Exhibit 4.5
Execution Version
SECOND SUPPLEMENTAL THIRD LIEN INDENTURE
SECOND SUPPLEMENTAL THIRD LIEN INDENTURE (this “Supplemental Indenture”), dated as of January 24, 2019, among Vantage Drilling International (f/k/a Offshore Group Investment Limited), a Cayman Islands exempted company (the “Company”), Rig Finance Ltd., an exempted company limited by shares incorporated under the laws of Bermuda (the “Guaranteeing Subsidiary”), a subsidiary of the Company, the other Guarantors (as defined in the Indenture referred to herein) and U.S. Bank National Association, as Trustee and as Noteholder Collateral Agent under the Indenture referred to below (in such capacities, collectively, the“Trustee”).
W I T N E S S E T H
WHEREAS, the Company has heretofore executed and delivered to the Trustee an indenture (the “Original Indenture”), dated as of February 10, 2016, providing for the issuance of 1% / 12%Step-Up Senior Secured Third Lien Convertible Notes due 2030 (the “Notes”), as amended by the first supplemental indenture thereto, dated as of June 8, 2016 (the “FirstSupplemental Indenture,” and the Original Indenture, as amended and supplemented by the First Supplemental Indenture, the “Indenture”);
WHEREAS, the Indenture provides that under certain circumstances the Guaranteeing Subsidiary shall execute and deliver to the Trustee a supplemental indenture pursuant to which the Guaranteeing Subsidiary shall unconditionally guarantee all of the Company’s Obligations under the Notes and the Indenture on the terms and conditions set forth herein (the “Note Guarantee”); and
WHEREAS, pursuant to Section 9.01 (“Without Consent of Holders”) of the Indenture, the Trustee is authorized to execute and deliver this Supplemental Indenture.
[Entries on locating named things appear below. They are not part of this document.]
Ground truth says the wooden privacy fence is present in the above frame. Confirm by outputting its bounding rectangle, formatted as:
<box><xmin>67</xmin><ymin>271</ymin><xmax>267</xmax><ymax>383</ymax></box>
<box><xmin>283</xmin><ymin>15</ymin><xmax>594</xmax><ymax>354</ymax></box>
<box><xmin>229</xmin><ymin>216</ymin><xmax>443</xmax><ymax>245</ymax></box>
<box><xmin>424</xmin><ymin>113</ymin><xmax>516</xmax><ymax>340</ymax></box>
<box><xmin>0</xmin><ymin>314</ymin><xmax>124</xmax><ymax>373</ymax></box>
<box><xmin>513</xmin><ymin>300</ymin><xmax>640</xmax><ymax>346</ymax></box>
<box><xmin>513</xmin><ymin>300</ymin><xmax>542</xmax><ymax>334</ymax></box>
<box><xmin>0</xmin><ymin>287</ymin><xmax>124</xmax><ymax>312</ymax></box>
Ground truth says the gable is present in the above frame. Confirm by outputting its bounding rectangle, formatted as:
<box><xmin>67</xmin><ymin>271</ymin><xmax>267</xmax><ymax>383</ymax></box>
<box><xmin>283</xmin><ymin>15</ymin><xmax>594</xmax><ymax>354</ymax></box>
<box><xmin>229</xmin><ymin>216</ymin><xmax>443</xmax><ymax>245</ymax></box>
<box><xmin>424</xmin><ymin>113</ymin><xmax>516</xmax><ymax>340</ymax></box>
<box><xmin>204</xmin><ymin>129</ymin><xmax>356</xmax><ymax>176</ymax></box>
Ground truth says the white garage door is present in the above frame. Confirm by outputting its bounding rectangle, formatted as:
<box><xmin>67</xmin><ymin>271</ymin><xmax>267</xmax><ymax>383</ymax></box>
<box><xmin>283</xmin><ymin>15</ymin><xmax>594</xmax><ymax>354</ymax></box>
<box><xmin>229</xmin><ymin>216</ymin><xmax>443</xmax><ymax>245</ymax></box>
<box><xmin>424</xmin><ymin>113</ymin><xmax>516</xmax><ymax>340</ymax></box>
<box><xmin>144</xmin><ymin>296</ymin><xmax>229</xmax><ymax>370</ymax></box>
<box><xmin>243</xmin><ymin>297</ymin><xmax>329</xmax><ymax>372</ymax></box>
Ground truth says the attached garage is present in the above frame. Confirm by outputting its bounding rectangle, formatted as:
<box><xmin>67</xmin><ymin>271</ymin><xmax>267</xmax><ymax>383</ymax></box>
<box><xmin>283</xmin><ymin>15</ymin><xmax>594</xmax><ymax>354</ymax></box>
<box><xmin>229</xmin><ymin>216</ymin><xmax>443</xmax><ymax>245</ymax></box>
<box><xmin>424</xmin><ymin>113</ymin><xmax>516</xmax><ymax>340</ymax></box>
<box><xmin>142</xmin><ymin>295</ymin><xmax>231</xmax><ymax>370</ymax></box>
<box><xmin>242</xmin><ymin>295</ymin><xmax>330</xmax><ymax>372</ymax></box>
NOW, THEREFORE, in consideration of the foregoing and for other good and valuable consideration, the receipt of which is hereby acknowledged, the Guaranteeing Subsidiary and the Trustee mutually covenant and agree for the equal and ratable benefit of the Holders of the Notes as follows:
1. CAPITALIZED TERMS. Capitalized terms used herein without definition shall have the meanings assigned to them in the Indenture.
2. AGREEMENT TO GUARANTEE. The Guaranteeing Subsidiary hereby agrees to provide an unconditional Note Guarantee on the terms and subject to the conditions set forth in the Note Guarantee and in the Indenture including but not limited to Article 11 thereof, and subject to the limitations therein.
3. NO RECOURSE AGAINST OTHERS. No director, officer, employee, incorporator or stockholder of the Company or any Guarantor, as such, will have any liability for any obligations of the Company or the Guarantors under the Notes, the Indenture or the Note Guarantees or for any claim based on, in respect of, or by reason of, such obligations or their creation. Each Holder by accepting a Note waives and releases all such liability. The waiver and release are part of the consideration for issuance of the Notes. The waiver may not be effective to waive liabilities under the federal securities laws.